[Coco] RAINBOW vinyl records?

theother_bob theother_bob at yahoo.com
Sun Aug 16 01:59:35 EDT 2009






----- Original Message ----
From: Christian Lesage <hyperfrog at gmail.com>
To: CoCoList for Color Computer Enthusiasts <coco at maltedmedia.com>
Sent: Friday, August 14, 2009 8:18:28 PM
Subject: Re: [Coco] RAINBOW vinyl records?

Arthur Flexser wrote:
> my recollection is that the bugs were neither all that numerous nor
> particularly serious.  It is definitely coded more sloppily than the
> Microsoft CoCo ROMs, true, but that mostly takes the form of wasted bytes
> rather than bugs.
>  
Well, circles that don't look like circles was a very obvious and annoying bug. I dont't remember precisely what were the other ones, but I do remember I used to run a patching program upon start-up to correct the most annoying ones. All in all, it seems to me that the SECB patching project had not been taken very seriously be either Tandy or Microware... or both.
>

This was not a "bug" per-se, but a trade-off between quick/approximate/simple code and slow/accurate/complex(large) code.

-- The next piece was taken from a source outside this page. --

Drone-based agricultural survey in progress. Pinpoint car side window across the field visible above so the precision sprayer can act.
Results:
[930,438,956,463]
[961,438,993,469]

What did the Basic circles look like on the C-64 or other computers of the time? You could also DRAW your own circles with much smoother results.

I'm sure they *all* had their fair share of bugs and quirks in their Basic compilers.


> None of this has any bearing on people buying OS-9,  which makes no use
> whatsoever of the Microware code.
>  
Well, well... Why didn't they (Tandy and/or Microware) made SECB capable of using the whole 128KB (or 512KB) of RAM? I'm not talking about being able to LPOKE/LPEEK all the address space, but being able to load larger programs and hold larger strings. To use the CoCo 3 memory to its full potential, you HAD to buy another product... like OS9, for example,
>

Welcome to marketing 101. They wanted to sell more aftermarket products, not make the basic unit so powerful that you didn't think you'd NEED additional power!

The CoCo is flexible enough that you really don't need those things to take advantage of it's capabilities. LPEEK and LPOKE aside, you still have the power to use any/all of the memory you have installed. HGET/HPUT buffers are the easiest thing to switch to different 8K blocks and have entire different sets of graphics available to Basic (a 128K machine has 1 unused 8K block to play with.) This would also be a good way to add ML sound effects or subroutines to Basic. It's one POKE (not LPOKE) to swap a block of RAM. Then EXEC a subroutine and another POKE to restore RAM. The 8K blocks can be predefined and saved to disk by other Basic programs, just like modern software makers.